As with most SaaS services we require an agent to be installed on a server. That’s our way to collect metrics securely using an outbound connection, avoiding the need to open ports. Unlike most SaaS services we hold a websocket connection open, a bit like a chat client would do, so that we get bidirectional communication. Getting this working with our agent wasn’t a small effort, however, it does provide us a platform for pulling metrics from services, and then forwarding them back to us over the websocket. So we’re sort of pull then push based, with some technology making sure the push part works reliably.

We’ve never been a fan of creating new standards so have always adopted the most commonly used. Nagios check scripts are abundant, simple to write and perform the task of checking custom things very efficiently. Graphite and StatsD are in use by many organisations but simply aren’t as powerful as dimensional metrics. So when Prometheus started to gain popularity we were happy to add Prometheus format scraping support to our agent.

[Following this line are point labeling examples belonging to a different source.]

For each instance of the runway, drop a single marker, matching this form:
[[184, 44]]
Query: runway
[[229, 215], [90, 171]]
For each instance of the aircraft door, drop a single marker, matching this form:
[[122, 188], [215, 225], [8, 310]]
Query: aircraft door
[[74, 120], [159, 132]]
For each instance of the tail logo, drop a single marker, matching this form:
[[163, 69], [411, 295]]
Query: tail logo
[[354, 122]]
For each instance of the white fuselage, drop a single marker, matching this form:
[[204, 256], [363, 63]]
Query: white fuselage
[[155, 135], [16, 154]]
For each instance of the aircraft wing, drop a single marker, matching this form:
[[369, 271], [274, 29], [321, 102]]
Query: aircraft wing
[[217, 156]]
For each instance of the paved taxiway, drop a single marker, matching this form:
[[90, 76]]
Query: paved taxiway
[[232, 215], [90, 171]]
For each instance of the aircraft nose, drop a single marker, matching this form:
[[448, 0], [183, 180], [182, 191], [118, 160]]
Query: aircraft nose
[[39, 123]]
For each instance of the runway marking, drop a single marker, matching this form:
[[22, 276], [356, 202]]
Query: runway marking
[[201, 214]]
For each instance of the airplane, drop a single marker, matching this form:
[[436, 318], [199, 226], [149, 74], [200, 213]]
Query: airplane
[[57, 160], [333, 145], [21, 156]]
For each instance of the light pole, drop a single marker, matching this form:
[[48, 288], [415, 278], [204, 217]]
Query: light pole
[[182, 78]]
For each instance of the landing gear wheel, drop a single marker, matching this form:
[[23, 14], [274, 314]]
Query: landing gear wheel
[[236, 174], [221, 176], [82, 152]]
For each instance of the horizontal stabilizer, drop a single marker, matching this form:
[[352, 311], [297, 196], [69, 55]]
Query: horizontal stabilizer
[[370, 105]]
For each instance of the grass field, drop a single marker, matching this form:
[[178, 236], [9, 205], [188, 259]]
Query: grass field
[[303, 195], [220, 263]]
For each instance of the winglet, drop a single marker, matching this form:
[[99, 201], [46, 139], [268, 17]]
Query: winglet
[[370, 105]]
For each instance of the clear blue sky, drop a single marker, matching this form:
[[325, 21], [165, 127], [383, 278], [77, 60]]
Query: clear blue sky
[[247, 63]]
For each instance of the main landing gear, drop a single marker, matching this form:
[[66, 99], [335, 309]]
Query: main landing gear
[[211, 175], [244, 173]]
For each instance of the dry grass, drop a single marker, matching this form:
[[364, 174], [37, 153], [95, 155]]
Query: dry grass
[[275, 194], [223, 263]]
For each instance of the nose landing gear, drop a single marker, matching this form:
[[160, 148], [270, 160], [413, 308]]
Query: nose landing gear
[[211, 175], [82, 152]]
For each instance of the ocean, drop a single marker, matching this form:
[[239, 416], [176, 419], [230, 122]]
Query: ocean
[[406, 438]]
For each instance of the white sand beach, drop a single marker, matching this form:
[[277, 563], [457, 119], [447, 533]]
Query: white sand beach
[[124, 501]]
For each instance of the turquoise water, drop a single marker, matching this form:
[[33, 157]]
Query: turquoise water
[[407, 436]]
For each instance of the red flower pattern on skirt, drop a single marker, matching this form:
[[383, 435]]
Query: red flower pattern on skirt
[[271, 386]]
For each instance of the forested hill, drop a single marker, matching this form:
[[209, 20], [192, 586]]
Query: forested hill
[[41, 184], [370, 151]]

Right now you can setup all of your Prometheus metric endpoints as you would normally do. Then install the Outlyer agent on them and scrape them using a few lines in a shell script. These metrics get stored at native resolution and there’s no limit on the number you can send. You also get fine grained access control, dashboards you can share around and alert rules among various other features. There’s also a Grafana 3.0 plugin that is approaching the same level of features as the Prometheus query language.

Is it hosted Prometheus? Not really. It’s just Outlyer scraping Prometheus metric endpoints, although if you’re looking to buy rather than build, it’s probably the closest you’ll get right now.